Symmetry Augmentation Experiment
Question
Does Blue/Gold symmetry augmentation provide structural value beyond simply having more training data?
Background
Killer Queen has perfect Blue/Gold symmetry: any game state with Blue
holding resources X and Gold holding resources Y is strategically
equivalent (from the opposite perspective) to Blue having Y and Gold
having X. The symmetry.swap_teams(X, y) function exploits this by
permuting the 52-feature vector (swapping blue[0:20] with gold[20:40],
negating maiden control and snail direction) and flipping the label.
This creates "free" training data, but the question is whether it helps the model learn the invariance, or just acts like more rows.
Design
Three conditions, all trained with LightGBM (200 leaves, 200 trees):
| Condition | Construction | Rows |
|---|---|---|
| X | 100k random training rows | 100,000 |
| X + sym(X) | same 100k + their symmetry-swapped copies | 200,000 |
| 2X | 200k random training rows (X + 100k fresh) | 200,000 |
X + sym(X) and 2X have the same row count, so any difference isolates the effect of symmetry structure vs. raw data volume.
Test set: 1,666,521 holdout rows (unchanged across conditions).
Results
| Condition | Train Size | Log Loss | Accuracy | Sym Consistency | Egg Inv |
|---|---|---|---|---|---|
| X (100k) | 100,000 | 0.5780 | 68.7% | 0.0829 | 7.15% |
| X + sym(X) | 200,000 | 0.5708 | 69.0% | 0.0396 | 5.75% |
| 2X (200k) | 200,000 | 0.5709 | 69.1% | 0.0639 | 5.85% |
Symmetry consistency = mean |P(state) + P(swap(state)) - 1|; 0 is perfect.
Key Comparisons
| Comparison | Log Loss Delta | Sym Consistency |
|---|---|---|
| X+sym(X) vs X (augmentation helps?) | -0.0073 | 0.0396 vs 0.0829 (2.1x better) |
| X+sym(X) vs 2X (symmetry vs data?) | -0.0002 | 0.0396 vs 0.0639 (1.6x better) |
| 2X vs X (more data helps?) | -0.0071 | 0.0639 vs 0.0829 (1.3x better) |
Conclusions
-
Log loss: X+sym(X) and 2X are essentially tied (0.5708 vs 0.5709).

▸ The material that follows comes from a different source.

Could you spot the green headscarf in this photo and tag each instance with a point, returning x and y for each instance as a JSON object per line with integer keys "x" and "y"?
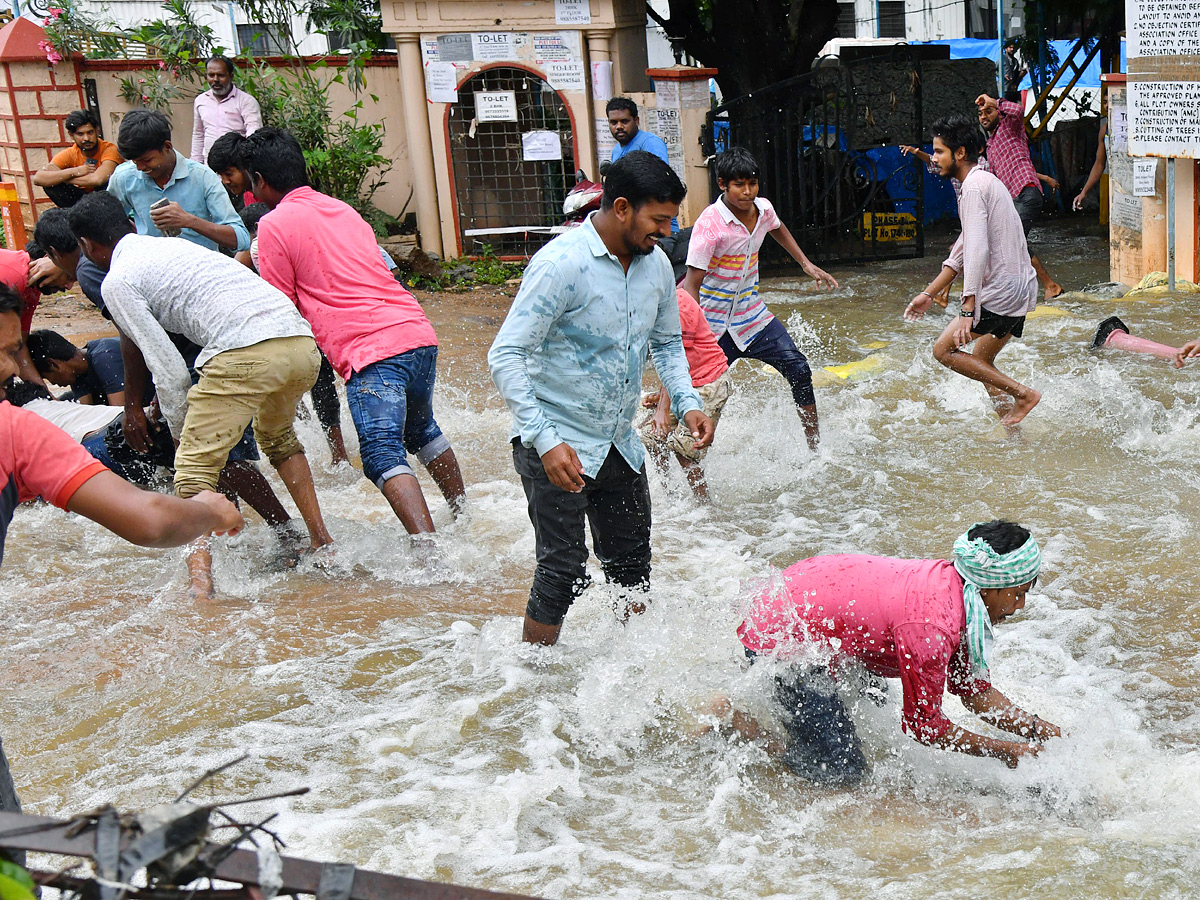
{"x": 982, "y": 567}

Symmetry augmentation matches the predictive benefit of 2x real data.
-
Symmetry consistency: X+sym(X) is substantially better than 2X (0.0396 vs 0.0639). The augmented model's predictions are 1.6x more self-consistent under Blue/Gold swap. This is structural value that more raw data alone does not provide.
-
Recommendation: Use symmetry augmentation in production training. It's free (just a numpy permutation + sign flip), adds no real compute cost, and produces a model that better respects the game's inherent symmetry without sacrificing predictive accuracy.